Jaime Jiménez Fleitas, alias Red Beard, überrascht auf „Dakota” mit satten Southern Rock-Klängen. Waren die Vorgänger „Nobody’s Gonna Bring Me Down Vol. 1 & 2“ und „All Or‘ Nothing“ vom Country geprägt, schlägt Red Beard nun deutlich rockigere Töne an.

Der Auftakt „A Place to Settle Down“ erinnert stark an Lynyrd Skynrd und gibt die musikalische Marschroute der CD vor. Bei „Hit ‚Em Low, Hit ‚Em Harder“ legt Red Beard tempomäßig eine Schippe drauf. Keys sorgen für einen vollen Sound und unterlegen die hohen Gitarrenläufe.

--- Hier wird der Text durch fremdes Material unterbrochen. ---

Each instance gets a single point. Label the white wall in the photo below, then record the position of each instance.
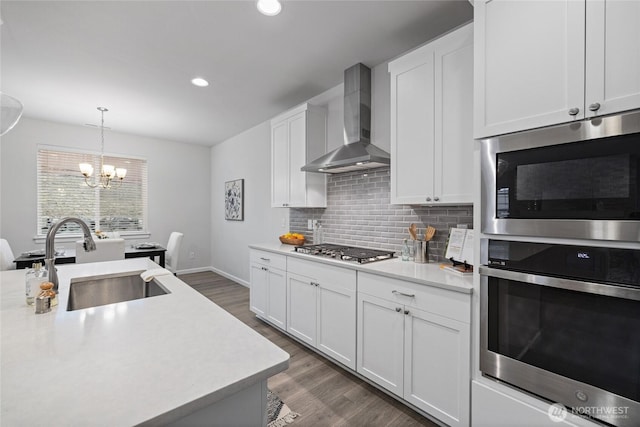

Mit „Don’t Need to Knock on Wood“ und dem druckvollen „Hold On“ folgen weitere zwei erdige Rocksongs, wobei vor allem der letztgenannte Assoziationen zu Sweetkiss Momma hervorruft.

In alle Stücken streut Red Beard kurze Gitarrensoli ein, die unterschiedlich gestaltet sind und sich hervorragend in die jeweiligen Titel einfügen. Er trifft mit den straight gespielten Soli für meinen Geschmack genau das richtige Maß, zumal ich kein Freund von ausufernden Instrumentalpassagen bin.

In der Mitte des Albums schaltet Red Beard einen Gang runter. Die balladesken, mit kräftigem Rhythmus versehenen „Crank It Up“ und „I’m Your Man“ umweht ein angenehmer Southern-Wind.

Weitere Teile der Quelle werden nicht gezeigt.